Two teenage girls are to go on trial in Morocco on homosexuality charges after they were caught kissing and reported to police.
The girls, identified as 16-year-old Sanaa and 17-year-old Hajar, were detained after being "caught kissing and hugging on the roof of a house" in Marrakesh last week, according to the Moroccan Association of Human Rights.
A passer-by photographed them and sent pictures to the families of the girls who informed the police and the two girls were arrested on the same day, activist Omar Arbib told AFP.
The girls will be defended by a lawyer appointed by the Moroccan Association of Human Rights, and were due to appear in court on Friday.

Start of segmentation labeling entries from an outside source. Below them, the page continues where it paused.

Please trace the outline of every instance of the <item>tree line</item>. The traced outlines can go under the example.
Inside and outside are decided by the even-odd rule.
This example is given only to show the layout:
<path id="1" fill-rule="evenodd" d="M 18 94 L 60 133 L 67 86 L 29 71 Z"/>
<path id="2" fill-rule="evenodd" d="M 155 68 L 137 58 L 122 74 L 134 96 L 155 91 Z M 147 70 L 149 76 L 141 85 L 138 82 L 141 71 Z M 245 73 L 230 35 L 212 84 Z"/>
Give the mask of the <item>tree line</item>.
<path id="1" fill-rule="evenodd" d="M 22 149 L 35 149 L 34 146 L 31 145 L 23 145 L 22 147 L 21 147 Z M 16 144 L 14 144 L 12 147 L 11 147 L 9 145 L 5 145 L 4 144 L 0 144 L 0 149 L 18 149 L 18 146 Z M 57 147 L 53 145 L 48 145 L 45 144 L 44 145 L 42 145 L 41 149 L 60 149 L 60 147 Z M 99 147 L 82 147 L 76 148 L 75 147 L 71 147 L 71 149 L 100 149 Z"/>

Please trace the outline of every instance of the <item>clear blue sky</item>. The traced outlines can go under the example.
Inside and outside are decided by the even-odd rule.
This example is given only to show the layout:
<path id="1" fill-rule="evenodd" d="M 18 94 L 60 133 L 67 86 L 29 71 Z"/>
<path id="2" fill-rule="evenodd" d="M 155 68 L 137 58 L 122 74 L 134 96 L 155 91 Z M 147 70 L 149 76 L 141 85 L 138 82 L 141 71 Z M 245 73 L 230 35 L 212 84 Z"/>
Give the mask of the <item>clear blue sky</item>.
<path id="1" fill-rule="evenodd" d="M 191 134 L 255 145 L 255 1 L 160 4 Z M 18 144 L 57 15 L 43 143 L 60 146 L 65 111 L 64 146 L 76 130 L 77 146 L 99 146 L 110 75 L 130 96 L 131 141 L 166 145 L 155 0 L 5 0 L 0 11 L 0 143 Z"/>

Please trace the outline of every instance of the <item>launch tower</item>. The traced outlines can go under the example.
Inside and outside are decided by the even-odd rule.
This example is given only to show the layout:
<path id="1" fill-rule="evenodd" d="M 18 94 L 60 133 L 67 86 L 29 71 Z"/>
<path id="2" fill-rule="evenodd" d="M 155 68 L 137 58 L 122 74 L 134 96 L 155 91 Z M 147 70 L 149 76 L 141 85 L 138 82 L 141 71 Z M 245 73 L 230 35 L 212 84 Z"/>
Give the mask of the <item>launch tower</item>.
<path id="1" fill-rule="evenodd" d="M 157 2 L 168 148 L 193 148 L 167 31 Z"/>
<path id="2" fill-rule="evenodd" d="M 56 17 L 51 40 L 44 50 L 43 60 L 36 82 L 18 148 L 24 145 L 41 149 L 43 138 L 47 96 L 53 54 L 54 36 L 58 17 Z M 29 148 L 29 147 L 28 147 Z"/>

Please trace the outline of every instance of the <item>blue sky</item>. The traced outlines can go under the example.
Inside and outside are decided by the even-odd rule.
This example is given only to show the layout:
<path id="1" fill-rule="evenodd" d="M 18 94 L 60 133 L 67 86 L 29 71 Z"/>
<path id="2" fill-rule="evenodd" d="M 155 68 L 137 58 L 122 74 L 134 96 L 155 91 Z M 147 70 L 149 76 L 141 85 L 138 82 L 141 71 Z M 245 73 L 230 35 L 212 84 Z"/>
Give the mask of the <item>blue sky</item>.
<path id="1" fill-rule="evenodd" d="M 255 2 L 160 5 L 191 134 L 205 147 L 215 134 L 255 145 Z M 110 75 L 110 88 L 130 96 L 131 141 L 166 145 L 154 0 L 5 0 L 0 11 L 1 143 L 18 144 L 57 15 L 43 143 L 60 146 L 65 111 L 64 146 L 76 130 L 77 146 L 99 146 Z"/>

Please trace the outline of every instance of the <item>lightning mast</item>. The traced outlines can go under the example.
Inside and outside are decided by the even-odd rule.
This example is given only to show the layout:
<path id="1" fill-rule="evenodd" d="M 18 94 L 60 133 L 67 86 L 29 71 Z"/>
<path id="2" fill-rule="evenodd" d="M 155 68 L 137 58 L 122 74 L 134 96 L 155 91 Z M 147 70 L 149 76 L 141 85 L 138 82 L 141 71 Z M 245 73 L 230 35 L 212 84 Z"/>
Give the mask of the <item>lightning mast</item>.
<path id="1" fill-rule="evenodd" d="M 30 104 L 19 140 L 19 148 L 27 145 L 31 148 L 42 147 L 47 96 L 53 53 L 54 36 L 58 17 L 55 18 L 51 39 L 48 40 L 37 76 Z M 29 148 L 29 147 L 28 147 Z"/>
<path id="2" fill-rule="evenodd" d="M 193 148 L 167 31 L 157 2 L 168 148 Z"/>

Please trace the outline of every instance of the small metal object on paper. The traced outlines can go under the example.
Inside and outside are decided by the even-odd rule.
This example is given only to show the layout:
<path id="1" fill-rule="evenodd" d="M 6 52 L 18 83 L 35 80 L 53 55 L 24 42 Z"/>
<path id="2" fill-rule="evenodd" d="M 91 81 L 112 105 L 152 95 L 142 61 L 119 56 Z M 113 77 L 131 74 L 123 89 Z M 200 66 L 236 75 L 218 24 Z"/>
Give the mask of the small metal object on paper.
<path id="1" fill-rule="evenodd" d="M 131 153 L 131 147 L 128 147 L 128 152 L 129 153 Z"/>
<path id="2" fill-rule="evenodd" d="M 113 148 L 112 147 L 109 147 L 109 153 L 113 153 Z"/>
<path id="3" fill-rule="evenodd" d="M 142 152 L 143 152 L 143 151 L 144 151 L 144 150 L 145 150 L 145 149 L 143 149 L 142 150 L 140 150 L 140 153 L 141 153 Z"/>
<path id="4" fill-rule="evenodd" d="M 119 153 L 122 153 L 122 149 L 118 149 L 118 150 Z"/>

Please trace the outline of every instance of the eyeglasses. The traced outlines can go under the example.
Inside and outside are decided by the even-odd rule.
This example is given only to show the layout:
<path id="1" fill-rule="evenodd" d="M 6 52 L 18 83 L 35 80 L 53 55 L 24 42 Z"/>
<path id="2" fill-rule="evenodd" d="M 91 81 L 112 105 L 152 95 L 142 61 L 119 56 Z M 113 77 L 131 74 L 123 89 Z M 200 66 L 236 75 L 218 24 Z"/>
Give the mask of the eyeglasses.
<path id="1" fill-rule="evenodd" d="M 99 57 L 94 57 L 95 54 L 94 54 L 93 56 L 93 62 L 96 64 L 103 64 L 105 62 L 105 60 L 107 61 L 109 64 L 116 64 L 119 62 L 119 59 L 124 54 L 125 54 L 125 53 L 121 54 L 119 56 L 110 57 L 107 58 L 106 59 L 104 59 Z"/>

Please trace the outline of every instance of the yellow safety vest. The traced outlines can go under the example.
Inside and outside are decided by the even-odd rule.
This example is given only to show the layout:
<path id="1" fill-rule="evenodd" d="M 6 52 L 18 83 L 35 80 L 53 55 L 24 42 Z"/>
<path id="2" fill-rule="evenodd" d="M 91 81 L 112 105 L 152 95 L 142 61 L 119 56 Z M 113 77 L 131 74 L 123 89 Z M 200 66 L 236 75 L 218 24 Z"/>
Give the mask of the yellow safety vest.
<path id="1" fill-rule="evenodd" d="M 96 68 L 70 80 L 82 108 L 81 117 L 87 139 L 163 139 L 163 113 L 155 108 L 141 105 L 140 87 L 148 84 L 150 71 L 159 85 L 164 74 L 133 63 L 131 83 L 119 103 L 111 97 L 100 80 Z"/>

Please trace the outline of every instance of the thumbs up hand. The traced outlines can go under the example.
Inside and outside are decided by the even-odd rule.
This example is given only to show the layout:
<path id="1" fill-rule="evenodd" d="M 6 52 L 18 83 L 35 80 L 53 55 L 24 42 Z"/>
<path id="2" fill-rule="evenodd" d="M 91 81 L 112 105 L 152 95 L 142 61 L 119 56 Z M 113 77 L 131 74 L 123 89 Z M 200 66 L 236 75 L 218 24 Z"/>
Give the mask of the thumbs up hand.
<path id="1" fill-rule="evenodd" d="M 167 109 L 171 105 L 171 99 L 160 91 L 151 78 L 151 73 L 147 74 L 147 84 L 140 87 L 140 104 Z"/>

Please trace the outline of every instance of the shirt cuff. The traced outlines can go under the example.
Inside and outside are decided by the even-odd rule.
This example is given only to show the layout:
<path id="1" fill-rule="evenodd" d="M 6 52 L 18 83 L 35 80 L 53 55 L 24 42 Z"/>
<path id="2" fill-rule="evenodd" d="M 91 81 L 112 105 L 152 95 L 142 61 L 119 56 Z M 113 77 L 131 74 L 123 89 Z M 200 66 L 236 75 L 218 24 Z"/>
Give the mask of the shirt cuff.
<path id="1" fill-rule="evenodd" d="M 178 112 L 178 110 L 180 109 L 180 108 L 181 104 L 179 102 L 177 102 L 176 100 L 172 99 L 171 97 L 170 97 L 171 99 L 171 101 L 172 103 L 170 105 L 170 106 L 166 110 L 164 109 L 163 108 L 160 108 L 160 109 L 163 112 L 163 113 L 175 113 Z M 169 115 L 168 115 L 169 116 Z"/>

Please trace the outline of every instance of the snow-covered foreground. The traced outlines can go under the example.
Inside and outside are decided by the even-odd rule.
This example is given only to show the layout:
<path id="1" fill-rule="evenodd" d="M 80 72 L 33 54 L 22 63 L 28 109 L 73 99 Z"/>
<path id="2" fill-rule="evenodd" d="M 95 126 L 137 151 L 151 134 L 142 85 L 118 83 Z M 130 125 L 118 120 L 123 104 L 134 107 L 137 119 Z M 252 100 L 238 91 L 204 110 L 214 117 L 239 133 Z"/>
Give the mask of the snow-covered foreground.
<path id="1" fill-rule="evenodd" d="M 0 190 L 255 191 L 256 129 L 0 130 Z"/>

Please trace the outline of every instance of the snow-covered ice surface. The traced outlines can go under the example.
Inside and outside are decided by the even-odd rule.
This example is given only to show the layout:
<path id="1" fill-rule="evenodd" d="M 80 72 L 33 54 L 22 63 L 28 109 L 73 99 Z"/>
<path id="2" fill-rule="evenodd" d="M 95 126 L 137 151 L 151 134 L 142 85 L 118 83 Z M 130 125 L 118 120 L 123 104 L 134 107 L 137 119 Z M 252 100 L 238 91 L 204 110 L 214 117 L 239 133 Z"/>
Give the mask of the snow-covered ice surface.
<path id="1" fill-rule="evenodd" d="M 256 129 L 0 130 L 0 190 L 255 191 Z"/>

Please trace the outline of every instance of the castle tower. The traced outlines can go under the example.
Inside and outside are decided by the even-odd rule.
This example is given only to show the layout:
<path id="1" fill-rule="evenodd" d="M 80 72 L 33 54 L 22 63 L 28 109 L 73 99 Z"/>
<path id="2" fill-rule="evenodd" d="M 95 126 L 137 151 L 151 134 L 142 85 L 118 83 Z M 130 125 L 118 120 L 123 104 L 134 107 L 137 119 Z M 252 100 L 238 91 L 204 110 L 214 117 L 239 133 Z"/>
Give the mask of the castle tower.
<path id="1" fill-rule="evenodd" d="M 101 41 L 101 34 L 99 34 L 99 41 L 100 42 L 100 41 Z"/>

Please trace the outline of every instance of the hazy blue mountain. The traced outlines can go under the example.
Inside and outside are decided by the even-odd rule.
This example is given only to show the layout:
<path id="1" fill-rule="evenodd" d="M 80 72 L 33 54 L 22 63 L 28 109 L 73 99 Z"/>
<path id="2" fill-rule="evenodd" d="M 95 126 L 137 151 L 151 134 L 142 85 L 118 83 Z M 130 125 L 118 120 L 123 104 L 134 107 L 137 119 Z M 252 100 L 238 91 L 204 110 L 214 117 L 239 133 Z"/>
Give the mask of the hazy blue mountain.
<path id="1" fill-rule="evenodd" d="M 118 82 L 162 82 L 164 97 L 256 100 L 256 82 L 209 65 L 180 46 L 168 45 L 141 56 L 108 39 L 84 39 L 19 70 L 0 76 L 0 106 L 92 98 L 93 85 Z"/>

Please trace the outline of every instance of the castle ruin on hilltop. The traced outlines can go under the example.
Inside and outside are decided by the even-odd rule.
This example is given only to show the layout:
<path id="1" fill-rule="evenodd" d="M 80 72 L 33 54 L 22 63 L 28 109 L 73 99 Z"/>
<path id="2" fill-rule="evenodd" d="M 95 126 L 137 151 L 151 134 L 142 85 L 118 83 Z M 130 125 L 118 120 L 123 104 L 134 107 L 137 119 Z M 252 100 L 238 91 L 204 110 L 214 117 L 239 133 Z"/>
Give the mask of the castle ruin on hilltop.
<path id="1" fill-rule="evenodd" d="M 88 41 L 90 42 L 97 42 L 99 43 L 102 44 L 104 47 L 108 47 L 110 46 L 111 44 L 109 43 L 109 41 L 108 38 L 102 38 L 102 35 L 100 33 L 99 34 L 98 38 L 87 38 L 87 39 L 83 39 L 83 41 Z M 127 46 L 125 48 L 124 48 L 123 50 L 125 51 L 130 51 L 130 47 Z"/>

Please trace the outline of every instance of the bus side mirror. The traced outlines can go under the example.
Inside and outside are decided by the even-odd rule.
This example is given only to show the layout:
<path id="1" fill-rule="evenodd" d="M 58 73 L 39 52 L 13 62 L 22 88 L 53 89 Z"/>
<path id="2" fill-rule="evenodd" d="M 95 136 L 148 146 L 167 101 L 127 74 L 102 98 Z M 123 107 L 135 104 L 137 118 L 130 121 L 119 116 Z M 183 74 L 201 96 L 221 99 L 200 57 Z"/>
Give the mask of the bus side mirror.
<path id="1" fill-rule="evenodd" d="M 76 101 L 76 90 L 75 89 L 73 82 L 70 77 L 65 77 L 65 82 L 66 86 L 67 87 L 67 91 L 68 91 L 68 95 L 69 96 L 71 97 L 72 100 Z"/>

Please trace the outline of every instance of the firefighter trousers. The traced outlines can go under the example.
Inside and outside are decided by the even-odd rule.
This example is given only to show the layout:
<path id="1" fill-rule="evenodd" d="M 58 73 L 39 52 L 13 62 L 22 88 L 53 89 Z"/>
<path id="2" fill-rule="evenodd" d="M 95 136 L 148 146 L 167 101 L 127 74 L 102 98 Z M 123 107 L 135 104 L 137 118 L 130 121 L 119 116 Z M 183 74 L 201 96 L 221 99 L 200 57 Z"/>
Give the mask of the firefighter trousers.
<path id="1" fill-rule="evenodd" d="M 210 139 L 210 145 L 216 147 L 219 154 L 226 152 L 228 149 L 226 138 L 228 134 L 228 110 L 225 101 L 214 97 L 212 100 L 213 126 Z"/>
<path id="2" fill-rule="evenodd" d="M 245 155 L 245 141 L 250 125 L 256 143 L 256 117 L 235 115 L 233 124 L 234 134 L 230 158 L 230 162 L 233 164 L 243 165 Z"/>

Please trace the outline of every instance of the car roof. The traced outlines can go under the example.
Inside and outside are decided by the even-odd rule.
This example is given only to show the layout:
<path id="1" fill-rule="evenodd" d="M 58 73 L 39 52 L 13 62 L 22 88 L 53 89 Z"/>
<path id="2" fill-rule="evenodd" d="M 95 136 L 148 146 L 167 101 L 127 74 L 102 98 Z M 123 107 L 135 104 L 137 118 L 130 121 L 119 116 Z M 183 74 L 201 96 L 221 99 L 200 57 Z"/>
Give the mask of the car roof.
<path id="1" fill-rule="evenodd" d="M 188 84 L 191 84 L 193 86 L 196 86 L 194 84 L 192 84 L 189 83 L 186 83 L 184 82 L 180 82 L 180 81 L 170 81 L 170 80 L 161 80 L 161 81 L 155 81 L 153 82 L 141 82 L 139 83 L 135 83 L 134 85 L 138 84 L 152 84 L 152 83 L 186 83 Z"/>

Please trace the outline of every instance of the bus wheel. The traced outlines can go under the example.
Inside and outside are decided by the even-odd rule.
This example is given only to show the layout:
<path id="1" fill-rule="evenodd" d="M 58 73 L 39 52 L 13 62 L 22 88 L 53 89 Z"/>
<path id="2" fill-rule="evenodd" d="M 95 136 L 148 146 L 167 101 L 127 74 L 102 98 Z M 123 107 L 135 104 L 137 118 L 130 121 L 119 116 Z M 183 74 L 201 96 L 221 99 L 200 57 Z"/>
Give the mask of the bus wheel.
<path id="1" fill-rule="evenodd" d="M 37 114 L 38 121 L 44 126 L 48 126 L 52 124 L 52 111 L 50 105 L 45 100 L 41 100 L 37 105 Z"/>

Both male and female same-sex sexual activity is illegal in Morocco, under article 489 of the penal code which forbids “licentious or unnatural acts with an individual of the same sex”.
Homosexuality can be punished with anything from six months to three years imprisonment, alongside a fine of up to 1200 dirhams (£260).
In June this year, a gay couple were jailed for six months in Morocco after being found guilty of having sex in their car on the outskirts of Guelmim.
In 2014, Ray Cole from Kent was allowed to return home after spending 20 days in a Marrekesh jail for committing "homosexual acts".
Upon landing in Gatwick airport, Mr Cole described the prison he was kept in as "a concentration camp, not a jail".